Yüksek hızlı tren hattının çalışmaları başladığında, hafriyat kamyonları vızır vızır gitti geldi. Hatta yüksek hızlı trenin hızını bilmem de, tehlikesi bu kamyonların yanında solda sıfır kalır, ondan eminim.

Ala çakıllı ham toprak, TARIM ARAZİLERİNİN ÜZERİNE BOCA EDİLE EDİLE, dolgu bölümü pekiştirile pekiştirile yükseltildi.

Aynen kenarlarına doğru yamularak yayılan, karayolu yapımındaki metot uygulanmak suretiyle, dolgu yapılıyordu.

Adamın aklına ister istemez, daha önce yaşanan facialar geliyordu. Hani rayların altındaki dolguyu, kenarda biriken yağmur sularının yumuşatarak çökerttiği, Pamukova’da,  Çorlu Sarılar’da meydana gelen tren kazalarında olduğu gibi...

Zaten uzun süren bu dolgu ve döşeme işlemleri sırasında, bütün aşamalarını gözlem yaparak hafıza defterimize kazıdık. Dolgu kenarlarına, güçlendirme yapılıp yapılmayacağı da merak konusu idi. Zayıf bir ihtimal olmakla birlikte, birilerinin, elli sene, yüz sene ve hatta asırlar sonrasının planlarını yapabileceklerini ümit ettik.

Dedik ya zayıf bir ihtimal diye!

Şimdi gelelim bizim düşünemediklerimize... Biz düz insanlarınız. En azından ben, ancak alenen görünenlere göre, doğruyu yanlıştan ayırt edebilirim.

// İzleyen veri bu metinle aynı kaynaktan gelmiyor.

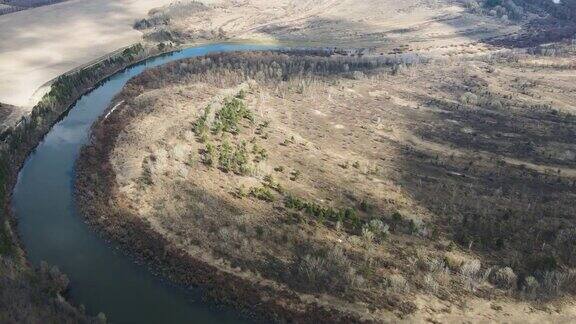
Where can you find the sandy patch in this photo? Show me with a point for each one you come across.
(41, 43)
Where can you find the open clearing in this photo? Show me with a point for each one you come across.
(364, 191)
(42, 43)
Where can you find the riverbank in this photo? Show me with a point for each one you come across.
(255, 294)
(267, 218)
(16, 145)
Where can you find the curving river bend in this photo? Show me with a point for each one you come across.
(102, 278)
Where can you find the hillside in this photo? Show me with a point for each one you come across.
(355, 187)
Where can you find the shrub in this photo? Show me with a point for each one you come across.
(209, 154)
(229, 116)
(328, 269)
(225, 158)
(504, 278)
(262, 193)
(397, 283)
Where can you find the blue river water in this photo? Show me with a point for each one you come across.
(102, 277)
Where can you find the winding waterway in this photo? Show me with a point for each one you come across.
(102, 278)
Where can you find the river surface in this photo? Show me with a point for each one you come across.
(102, 278)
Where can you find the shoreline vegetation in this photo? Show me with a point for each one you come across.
(262, 299)
(16, 143)
(263, 235)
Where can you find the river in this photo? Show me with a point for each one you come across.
(102, 277)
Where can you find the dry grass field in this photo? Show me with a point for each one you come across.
(439, 191)
(42, 43)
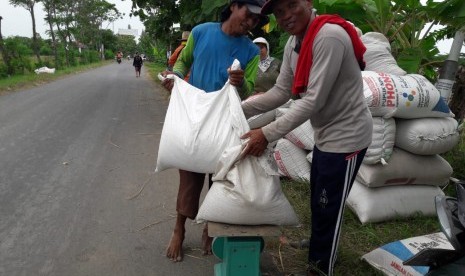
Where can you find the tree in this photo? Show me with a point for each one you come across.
(29, 6)
(5, 56)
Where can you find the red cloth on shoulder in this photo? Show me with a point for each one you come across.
(304, 63)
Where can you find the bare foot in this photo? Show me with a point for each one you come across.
(206, 242)
(174, 249)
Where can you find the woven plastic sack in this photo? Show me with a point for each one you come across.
(291, 160)
(405, 168)
(199, 126)
(394, 202)
(427, 136)
(246, 191)
(382, 144)
(378, 55)
(408, 97)
(389, 258)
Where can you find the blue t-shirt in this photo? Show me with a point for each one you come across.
(213, 53)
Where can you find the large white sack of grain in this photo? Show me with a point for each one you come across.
(199, 126)
(393, 202)
(389, 258)
(291, 160)
(427, 136)
(246, 191)
(265, 118)
(384, 133)
(405, 168)
(409, 97)
(378, 55)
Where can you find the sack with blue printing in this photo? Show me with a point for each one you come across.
(408, 97)
(389, 258)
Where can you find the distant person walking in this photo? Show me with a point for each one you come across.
(137, 63)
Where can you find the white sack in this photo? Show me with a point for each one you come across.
(263, 119)
(199, 126)
(291, 160)
(406, 168)
(387, 203)
(378, 55)
(389, 258)
(246, 192)
(382, 144)
(427, 136)
(410, 96)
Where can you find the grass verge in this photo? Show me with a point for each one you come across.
(19, 82)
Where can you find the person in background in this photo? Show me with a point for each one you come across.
(322, 64)
(172, 59)
(209, 52)
(137, 63)
(268, 68)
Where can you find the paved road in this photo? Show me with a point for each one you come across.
(74, 155)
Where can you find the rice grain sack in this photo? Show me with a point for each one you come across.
(406, 168)
(291, 160)
(387, 203)
(384, 134)
(302, 136)
(389, 258)
(261, 120)
(409, 97)
(378, 55)
(199, 126)
(427, 136)
(246, 191)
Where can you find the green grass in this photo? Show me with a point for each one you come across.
(18, 82)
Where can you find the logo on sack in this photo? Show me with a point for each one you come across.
(410, 97)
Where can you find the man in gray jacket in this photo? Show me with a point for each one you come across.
(322, 65)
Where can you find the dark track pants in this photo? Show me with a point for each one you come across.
(331, 178)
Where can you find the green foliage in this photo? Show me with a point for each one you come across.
(45, 50)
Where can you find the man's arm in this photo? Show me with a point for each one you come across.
(250, 74)
(185, 59)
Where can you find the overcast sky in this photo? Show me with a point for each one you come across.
(17, 20)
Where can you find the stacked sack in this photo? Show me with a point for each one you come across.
(290, 152)
(402, 171)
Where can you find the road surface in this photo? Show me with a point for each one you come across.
(78, 192)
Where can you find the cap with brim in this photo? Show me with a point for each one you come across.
(268, 7)
(254, 9)
(257, 10)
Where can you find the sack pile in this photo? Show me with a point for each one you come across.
(403, 170)
(202, 133)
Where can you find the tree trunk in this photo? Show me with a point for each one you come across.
(34, 33)
(52, 33)
(457, 104)
(5, 56)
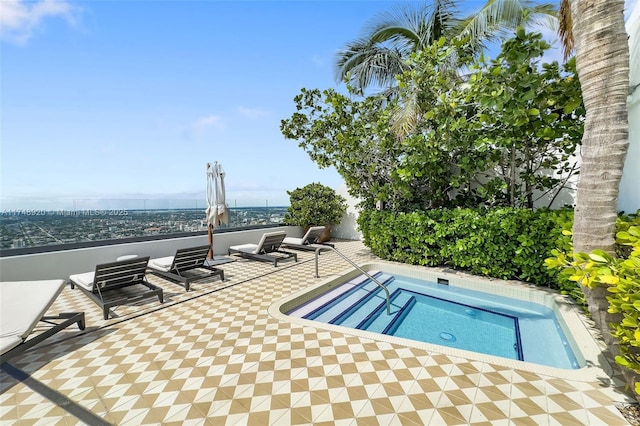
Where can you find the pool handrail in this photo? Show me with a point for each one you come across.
(320, 246)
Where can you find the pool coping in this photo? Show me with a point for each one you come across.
(580, 333)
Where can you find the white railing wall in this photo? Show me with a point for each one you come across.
(61, 264)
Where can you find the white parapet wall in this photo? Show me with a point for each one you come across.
(629, 196)
(61, 264)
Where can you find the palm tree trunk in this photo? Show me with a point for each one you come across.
(602, 62)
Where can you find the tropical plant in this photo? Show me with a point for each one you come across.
(381, 52)
(481, 144)
(600, 42)
(620, 276)
(315, 204)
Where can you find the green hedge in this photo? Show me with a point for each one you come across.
(505, 243)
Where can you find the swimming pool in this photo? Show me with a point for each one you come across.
(498, 321)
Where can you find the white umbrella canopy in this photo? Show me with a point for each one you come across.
(217, 212)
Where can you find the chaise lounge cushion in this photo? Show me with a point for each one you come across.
(22, 305)
(84, 280)
(162, 263)
(310, 237)
(259, 248)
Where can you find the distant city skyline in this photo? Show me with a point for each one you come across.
(131, 99)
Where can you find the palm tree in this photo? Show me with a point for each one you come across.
(595, 28)
(380, 54)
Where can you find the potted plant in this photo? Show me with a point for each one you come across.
(315, 205)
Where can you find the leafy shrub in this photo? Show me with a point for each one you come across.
(315, 204)
(507, 243)
(621, 275)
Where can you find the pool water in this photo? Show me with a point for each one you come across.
(448, 316)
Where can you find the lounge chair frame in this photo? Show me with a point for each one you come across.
(270, 244)
(116, 275)
(67, 319)
(189, 259)
(308, 241)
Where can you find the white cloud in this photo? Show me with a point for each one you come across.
(252, 113)
(19, 19)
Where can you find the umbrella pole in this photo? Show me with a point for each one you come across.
(210, 241)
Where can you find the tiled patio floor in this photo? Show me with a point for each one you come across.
(215, 356)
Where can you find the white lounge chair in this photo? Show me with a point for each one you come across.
(181, 267)
(267, 250)
(108, 277)
(307, 241)
(23, 304)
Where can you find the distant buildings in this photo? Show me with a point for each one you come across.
(30, 228)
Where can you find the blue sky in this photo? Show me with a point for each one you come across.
(131, 99)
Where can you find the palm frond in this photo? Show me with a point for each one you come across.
(565, 28)
(498, 16)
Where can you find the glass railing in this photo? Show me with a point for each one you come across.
(82, 221)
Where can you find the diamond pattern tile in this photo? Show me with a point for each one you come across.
(215, 356)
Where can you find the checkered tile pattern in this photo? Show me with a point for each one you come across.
(214, 356)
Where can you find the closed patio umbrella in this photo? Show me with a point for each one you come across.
(217, 212)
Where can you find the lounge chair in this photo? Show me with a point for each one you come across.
(113, 276)
(185, 260)
(23, 304)
(307, 241)
(267, 250)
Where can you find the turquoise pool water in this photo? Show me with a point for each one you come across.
(448, 316)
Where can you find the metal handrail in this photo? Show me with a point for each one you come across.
(378, 283)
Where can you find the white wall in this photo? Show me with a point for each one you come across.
(629, 196)
(61, 264)
(348, 228)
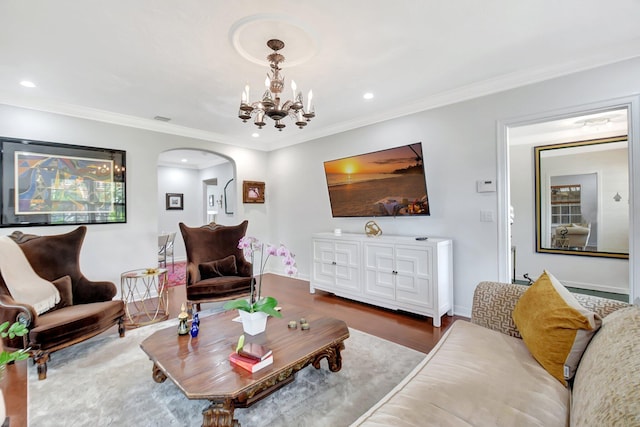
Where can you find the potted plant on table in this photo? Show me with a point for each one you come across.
(256, 309)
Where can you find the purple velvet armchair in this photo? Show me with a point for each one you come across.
(216, 269)
(86, 308)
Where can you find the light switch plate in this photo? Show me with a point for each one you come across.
(486, 185)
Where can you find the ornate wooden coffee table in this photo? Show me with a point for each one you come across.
(201, 369)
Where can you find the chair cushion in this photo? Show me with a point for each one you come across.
(218, 287)
(74, 323)
(218, 268)
(64, 287)
(554, 326)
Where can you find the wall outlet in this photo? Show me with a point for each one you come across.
(486, 186)
(486, 216)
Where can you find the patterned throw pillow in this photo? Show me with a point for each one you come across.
(605, 390)
(554, 326)
(218, 268)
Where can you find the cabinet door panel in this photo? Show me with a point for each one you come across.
(347, 263)
(414, 279)
(379, 272)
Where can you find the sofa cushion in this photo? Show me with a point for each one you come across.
(474, 377)
(218, 268)
(605, 389)
(554, 326)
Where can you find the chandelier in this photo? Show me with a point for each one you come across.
(271, 104)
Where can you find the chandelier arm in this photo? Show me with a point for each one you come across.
(271, 104)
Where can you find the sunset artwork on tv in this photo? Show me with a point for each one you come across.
(383, 183)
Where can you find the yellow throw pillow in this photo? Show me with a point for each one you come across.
(554, 326)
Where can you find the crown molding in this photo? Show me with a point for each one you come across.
(463, 93)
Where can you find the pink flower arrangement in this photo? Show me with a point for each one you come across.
(251, 245)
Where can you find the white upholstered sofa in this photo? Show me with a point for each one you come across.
(482, 374)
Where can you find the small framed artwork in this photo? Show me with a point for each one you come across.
(175, 201)
(252, 192)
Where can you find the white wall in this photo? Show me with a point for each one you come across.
(460, 147)
(459, 143)
(186, 182)
(223, 172)
(604, 274)
(110, 249)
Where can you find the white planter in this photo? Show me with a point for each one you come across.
(253, 323)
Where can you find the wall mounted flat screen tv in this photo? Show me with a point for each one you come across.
(47, 183)
(389, 182)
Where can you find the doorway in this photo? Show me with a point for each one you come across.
(513, 136)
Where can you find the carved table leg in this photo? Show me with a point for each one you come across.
(121, 326)
(41, 359)
(157, 374)
(219, 414)
(333, 356)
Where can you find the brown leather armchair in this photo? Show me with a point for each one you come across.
(86, 308)
(216, 269)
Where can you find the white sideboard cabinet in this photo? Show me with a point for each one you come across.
(395, 272)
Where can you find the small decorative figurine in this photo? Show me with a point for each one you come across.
(196, 319)
(183, 317)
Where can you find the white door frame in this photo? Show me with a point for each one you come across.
(502, 132)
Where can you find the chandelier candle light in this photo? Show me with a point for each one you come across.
(271, 105)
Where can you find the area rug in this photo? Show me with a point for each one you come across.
(106, 381)
(177, 274)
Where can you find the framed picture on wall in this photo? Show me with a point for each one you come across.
(252, 192)
(175, 201)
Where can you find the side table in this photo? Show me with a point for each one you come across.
(145, 296)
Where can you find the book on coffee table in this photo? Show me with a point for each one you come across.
(251, 365)
(255, 351)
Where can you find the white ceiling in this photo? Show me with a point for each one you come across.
(129, 61)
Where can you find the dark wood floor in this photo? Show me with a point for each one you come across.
(410, 330)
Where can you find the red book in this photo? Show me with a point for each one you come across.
(255, 351)
(250, 365)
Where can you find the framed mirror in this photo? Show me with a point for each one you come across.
(582, 198)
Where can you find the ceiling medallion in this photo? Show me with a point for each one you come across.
(271, 105)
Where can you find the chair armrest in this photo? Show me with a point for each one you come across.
(493, 304)
(86, 291)
(13, 311)
(193, 274)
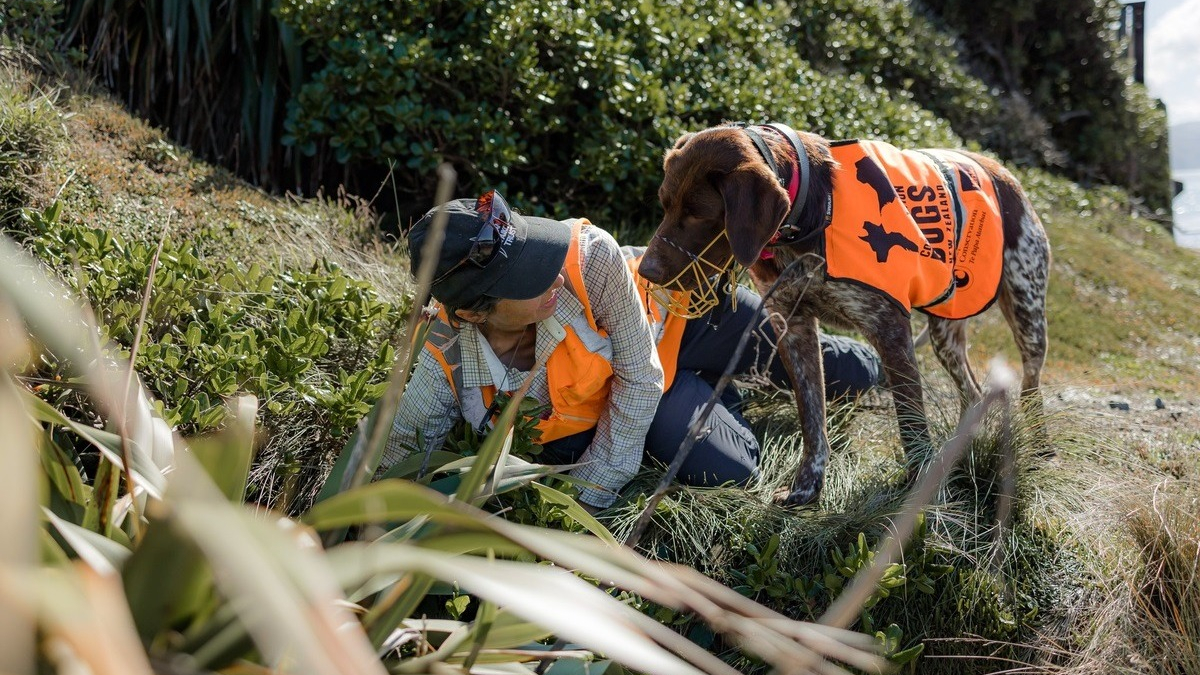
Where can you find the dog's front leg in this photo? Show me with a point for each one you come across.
(801, 353)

Görünene ve görebildiklerime göre de aklım yettiğince iyi veya kötü deme hakkımı kullanırım.

Ben sadece görüp anlayabildiğime ve en önemlisi, yaptıklarımdan aldığım sonuçlara göre tespit yapar, yorumumu yazarım.

Mesela karayolu kenarına bir tabela dikilecekse, o tabelanın tüm ölçülerini göz önüne alarak, direklerinin dibine hangi ölçekteki bir çukura ve çimentoya ihtiyaç duyulacağını pat diye söylerim.

Hah işte... Bir tabelanın dahi, bir tabela için dahi, etraftaki canlara zarar vermemesi için, ince eleyip sık dokuyan tabelacılar kadar hassasiyetleri olsaydı keşke!

Ne alakası var diyenin aklı kendine zarar!

Şu alakası var: O yollarda, yol kusurları, yol çalışmaları, gevşek şev, figüre malzeme gibi sebeplerle meydana gelen kazalarda kaybedilen bir tek can için bir bedel belirleyen varsa onun da vicdanı kendi başına bela olsun!

***

Meğer bu işin bir de bizim göremediğimiz kısımları varmış. Onlar nedir sorusunun cevabı bende değil... Cevap TCDD Genel Müdürlüğü’nün açıklamasında!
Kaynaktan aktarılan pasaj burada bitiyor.